By Deane Barker

Definition: non-standard speech, such as a regional dialect

It’s French, pronounced “PAT-twah.”

There’s a blurry line between what is a patois and what is an entirely different language. A common example is Jamaican English – is this a regional dialect, or a form of creole?

Also murky is where the line sits between a “accent” and a “dialect” or patois. This page offers one explanation:

An accent refers to how people pronounce words, whereas a dialect is all-encompassing. A dialect includes the pronunciations, grammar and vocabulary that people use within a group.

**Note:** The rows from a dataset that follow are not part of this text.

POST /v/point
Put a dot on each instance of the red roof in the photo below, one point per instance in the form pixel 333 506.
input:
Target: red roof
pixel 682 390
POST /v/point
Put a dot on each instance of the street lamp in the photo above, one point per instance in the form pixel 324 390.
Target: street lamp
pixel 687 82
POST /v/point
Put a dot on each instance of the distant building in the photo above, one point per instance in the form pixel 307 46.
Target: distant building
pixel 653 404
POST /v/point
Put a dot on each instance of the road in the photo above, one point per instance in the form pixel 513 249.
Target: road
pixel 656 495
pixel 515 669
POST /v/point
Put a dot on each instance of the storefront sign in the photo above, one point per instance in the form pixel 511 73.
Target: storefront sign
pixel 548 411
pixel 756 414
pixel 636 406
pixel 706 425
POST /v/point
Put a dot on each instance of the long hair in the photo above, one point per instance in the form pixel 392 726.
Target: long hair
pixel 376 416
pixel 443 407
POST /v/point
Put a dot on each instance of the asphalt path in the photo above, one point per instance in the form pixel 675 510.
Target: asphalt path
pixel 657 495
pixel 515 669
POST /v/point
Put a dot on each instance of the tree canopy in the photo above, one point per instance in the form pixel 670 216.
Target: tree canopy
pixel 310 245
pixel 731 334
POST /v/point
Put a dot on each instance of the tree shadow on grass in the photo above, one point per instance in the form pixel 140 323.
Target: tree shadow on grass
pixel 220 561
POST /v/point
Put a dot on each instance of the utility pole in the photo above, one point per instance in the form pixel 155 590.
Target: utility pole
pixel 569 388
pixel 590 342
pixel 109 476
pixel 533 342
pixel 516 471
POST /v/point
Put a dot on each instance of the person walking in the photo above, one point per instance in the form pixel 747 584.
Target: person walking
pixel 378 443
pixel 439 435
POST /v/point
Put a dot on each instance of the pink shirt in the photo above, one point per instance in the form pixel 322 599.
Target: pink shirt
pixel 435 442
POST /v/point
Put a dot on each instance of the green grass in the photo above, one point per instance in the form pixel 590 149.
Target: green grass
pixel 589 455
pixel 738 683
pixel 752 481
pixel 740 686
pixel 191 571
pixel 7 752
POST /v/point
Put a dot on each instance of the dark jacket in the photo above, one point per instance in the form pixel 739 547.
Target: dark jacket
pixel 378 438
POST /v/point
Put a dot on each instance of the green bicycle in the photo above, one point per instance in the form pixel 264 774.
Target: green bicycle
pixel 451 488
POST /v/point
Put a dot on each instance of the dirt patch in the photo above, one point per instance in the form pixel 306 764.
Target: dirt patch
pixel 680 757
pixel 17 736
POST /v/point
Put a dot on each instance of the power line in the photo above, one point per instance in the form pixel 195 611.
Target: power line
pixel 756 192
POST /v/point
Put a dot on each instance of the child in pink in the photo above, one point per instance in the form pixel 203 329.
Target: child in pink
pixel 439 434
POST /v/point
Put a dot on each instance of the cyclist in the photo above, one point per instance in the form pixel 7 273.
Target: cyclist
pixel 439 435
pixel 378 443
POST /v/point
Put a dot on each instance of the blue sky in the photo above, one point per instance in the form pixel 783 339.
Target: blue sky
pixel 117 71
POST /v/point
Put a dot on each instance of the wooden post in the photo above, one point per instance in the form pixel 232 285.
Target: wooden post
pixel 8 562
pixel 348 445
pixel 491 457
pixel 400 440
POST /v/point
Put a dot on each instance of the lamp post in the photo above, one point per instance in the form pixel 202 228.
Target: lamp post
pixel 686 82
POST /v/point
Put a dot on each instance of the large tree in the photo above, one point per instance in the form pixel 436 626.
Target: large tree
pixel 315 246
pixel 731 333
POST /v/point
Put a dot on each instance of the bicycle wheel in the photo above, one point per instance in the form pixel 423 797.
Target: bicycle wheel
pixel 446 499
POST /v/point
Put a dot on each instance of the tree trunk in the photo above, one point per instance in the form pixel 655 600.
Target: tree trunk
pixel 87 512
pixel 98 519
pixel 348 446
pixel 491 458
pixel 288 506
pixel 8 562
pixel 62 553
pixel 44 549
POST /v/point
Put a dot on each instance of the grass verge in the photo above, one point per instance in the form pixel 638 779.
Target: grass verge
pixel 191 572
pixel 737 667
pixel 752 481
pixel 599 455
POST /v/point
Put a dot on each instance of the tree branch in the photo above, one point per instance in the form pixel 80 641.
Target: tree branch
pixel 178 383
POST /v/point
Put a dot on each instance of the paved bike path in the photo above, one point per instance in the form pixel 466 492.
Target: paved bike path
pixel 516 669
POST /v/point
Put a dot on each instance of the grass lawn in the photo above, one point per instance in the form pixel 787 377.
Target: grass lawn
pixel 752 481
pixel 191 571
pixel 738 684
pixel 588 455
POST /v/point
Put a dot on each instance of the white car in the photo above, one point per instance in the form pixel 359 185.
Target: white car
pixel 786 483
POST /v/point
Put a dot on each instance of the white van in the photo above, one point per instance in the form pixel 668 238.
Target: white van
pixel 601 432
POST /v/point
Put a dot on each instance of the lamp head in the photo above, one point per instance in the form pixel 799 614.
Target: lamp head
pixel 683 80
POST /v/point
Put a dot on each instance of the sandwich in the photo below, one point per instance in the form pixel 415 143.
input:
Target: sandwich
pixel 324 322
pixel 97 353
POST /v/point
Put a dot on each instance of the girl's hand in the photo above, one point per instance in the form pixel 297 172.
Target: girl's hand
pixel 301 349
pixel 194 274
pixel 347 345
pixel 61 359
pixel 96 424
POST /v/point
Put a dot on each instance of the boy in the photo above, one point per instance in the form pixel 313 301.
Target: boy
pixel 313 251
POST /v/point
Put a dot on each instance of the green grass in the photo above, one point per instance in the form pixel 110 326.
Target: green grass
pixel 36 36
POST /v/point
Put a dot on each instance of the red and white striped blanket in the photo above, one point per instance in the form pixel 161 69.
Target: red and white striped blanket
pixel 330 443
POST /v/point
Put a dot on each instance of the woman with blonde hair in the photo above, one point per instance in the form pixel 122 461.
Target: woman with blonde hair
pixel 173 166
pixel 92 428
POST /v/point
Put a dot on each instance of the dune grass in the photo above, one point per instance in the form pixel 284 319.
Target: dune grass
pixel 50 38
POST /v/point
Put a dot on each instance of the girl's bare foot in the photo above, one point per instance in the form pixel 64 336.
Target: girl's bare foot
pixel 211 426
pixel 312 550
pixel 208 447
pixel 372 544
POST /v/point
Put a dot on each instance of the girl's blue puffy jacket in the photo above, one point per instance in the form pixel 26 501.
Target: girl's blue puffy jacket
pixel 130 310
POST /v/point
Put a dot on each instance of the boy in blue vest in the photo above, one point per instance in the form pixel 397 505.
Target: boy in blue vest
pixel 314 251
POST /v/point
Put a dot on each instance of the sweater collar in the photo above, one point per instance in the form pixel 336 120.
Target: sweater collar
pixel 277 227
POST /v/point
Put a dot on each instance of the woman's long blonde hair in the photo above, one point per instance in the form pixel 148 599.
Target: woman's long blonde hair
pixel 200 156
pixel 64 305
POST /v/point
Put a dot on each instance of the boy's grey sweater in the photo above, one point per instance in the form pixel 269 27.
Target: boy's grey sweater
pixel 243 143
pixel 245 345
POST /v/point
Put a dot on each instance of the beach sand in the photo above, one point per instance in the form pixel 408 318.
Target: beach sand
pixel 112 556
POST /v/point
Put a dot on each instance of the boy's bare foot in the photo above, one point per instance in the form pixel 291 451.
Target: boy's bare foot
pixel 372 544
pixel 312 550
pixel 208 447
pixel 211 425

So, a dialect or patois is more than an accent – it includes a rearrangement or invention of parts of speech that goes beyond pronunciation.

Also on that page is this humorous quote from a Yiddish scholar:

A language is a dialect with an army and a navy.

The implication is that countries define languages – something is a “language” if a government formally says it is.

Why I Looked It Up

I remember when Chet Hanks (son of Tom Hanks) used a Jamaican patois during an interview and caused a uproar about cultural appropriation (also, it was just weird). That was the first time I had heard the term.

Then, in the H.P. Lovecraft short story, The Shadow Over Innsmouth:

[…] they passed on across the moonlit space with varying their course – meanwhile croaking and jabbering in some hateful guttural patois I could not identify.


Added on

From Spycraft for Thriller Writers:

FBI patois includes adding “Bu” as a prefix to common words.

In this case, it refers to a professional dialect, not a regional or ethnic dialect.